The debtors take the position that they are entitled to the 1976 statutory exemption minus any pre-existing debts relying on In re Swenor, 452 F.Supp. 673 (N.D.Calif.1978). Therefore, they contend that they are entitled to the $30,000 exemption, minus the $850.00 debt, for an exemption of $29,150.

A fair reading of England v. Sanderson, leads to the conclusion that there were pre-amendment creditors whose claims totalled more than the $5,000 increase in the homestead exemption. This is important in a case such as this where there is only one pre-existing creditor having a claim small in relation to the increase. England v. Sanderson cited Moore v. Bay, 284 U.S. 4, 52 S.Ct. 3, 76 L.Ed. 133 (1931), only for the proposition that the recovery made by a trustee is for the benefit of all creditors in accordance with the distributive provisions of the Bankruptcy Act and is not merely for the benefit of those who could have attacked the transfer outside of bankruptcy. The court sought to avoid an undesirable grab law result by not relegating pre-exist-ing creditors to state courts where one large creditor might get all the difference to the exclusion of all other pre-existing creditors.
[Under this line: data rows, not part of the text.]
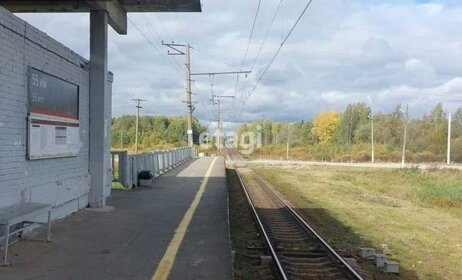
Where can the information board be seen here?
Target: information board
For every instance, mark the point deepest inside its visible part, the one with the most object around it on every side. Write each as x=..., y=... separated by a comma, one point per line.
x=53, y=122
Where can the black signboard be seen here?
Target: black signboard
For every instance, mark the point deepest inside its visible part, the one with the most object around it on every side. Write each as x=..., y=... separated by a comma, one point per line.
x=51, y=96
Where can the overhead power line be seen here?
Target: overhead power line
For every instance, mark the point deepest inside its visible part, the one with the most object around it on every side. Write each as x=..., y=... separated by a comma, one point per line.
x=153, y=45
x=277, y=52
x=215, y=58
x=266, y=35
x=248, y=44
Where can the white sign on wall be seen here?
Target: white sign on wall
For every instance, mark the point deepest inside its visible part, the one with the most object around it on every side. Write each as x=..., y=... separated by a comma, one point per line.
x=53, y=123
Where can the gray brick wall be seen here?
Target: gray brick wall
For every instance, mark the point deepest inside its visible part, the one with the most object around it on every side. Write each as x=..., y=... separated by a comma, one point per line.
x=63, y=182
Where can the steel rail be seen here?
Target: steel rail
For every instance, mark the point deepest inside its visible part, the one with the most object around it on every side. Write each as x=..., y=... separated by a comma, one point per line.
x=297, y=217
x=262, y=229
x=301, y=220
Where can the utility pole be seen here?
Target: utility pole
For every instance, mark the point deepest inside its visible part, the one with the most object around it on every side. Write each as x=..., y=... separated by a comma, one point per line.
x=121, y=139
x=403, y=156
x=371, y=116
x=138, y=107
x=287, y=144
x=189, y=106
x=448, y=158
x=216, y=101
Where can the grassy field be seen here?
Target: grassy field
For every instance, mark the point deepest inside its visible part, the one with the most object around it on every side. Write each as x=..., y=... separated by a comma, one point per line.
x=416, y=213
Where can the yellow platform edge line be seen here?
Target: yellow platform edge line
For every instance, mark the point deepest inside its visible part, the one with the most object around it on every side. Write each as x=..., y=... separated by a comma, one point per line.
x=165, y=266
The debtors should have the right to the maximum exemption to which they are entitled as of the date of the filing of the petition, but the trustee should have the additional power to reach for the benefit of creditors generally that portion of the increase in exemption which could be subjected to levy by actual creditors holding preamendment claims. This concept was carefully analyzed and reasoned in the case of In re Swenor, supra. The court in Swenor cited the proposal set forth in Treister, The Effect in Bankruptcy of the Increased Homestead Exemption, 39 J.St.B.Cal. 143 (1964). This court is confident that the solution to the problem along the lines suggested, was not urged at the time of England v. Sanderson, and is as confident as the court in Swenor that a consideration by the 9th Circuit of the effect of Lewis v. Manufacturers National Bank of Detroit, 364 U.S. 603, 81 S.Ct. 347, 5 L.Ed.2d 323 (1961) upon Constance v. Harvey, 215 F.2d 571 (2nd Cir. 1954) would lead to a rejection of the interpretation of Bankruptcy Act § 70e (now § 544(a) of the Bankruptcy Reform Act of 1978) as set forth in England v. Sanderson. The analysis of Swenor is not affected by the adoption of the Bankruptcy Reform Act of 1978 as § 544(a) is very similar to § 70c of the Bankruptcy Act.
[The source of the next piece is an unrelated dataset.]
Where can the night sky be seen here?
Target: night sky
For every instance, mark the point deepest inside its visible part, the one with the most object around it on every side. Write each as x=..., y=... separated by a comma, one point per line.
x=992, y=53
In conclusion, the debtors are entitled to the exemption as it existed on the date of bankruptcy less the aggregate of the claims pre-dating the amendment to the exemption statute. The aggregate, however, shall be limited to the amount of the increase in the exemption. The debtors are entitled to an exemption of $40,000 less $10,000 (the aggregate of debts incurred between January 1, 1977 and January 1, 1979 was in excess of $10,000), less the $850.00 debt, for a homestead exemption of $29,150.00.
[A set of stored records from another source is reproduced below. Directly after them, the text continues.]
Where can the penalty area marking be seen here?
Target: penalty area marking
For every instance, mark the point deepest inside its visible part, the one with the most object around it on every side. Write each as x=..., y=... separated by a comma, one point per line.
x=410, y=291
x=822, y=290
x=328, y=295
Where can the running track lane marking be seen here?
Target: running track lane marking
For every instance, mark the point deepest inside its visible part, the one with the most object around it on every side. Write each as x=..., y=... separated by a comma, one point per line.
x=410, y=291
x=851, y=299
A different approach is taken in In re Pappas Investors, 2 B.R. 138 (Bkrtcy.D.C.1980). First, the exemption amount in effect before the increase in the homestead exemption is set aside for the debtor. Second, the trustee is entitled to an amount equal to the claim or claims as to which the increase in exemption is ineffective. Third, the debtor is entitled to the balance of the increase. This approach results in giving the pre-amendment creditors the first dollars in excess of the original exemption instead of the last dollars of the new exemption.

By this approach, the debtors would receive a different exemption than allowed in this case. The excess value of the property after all liens and encumbrances are satisfied is $27,200. The debtors would get $20,-000 (the exemption in effect before the increase). Then the trustee would get $10,-850 (the amount equal to all claims to which the increase was ineffective). Lastly, the debtors would get $9,150. Since the trustee took only $7,200, being short $8,650, there is no increase remaining for the debtors. Their exemption would be only $20,000 instead of $29,150, as allowed by this court.

This Memorandum of Decision shall constitute findings of fact and conclusions of law pursuant to Bankruptcy Rule 752. A separate order based upon this memorandum of decision has been prepared and will be entered.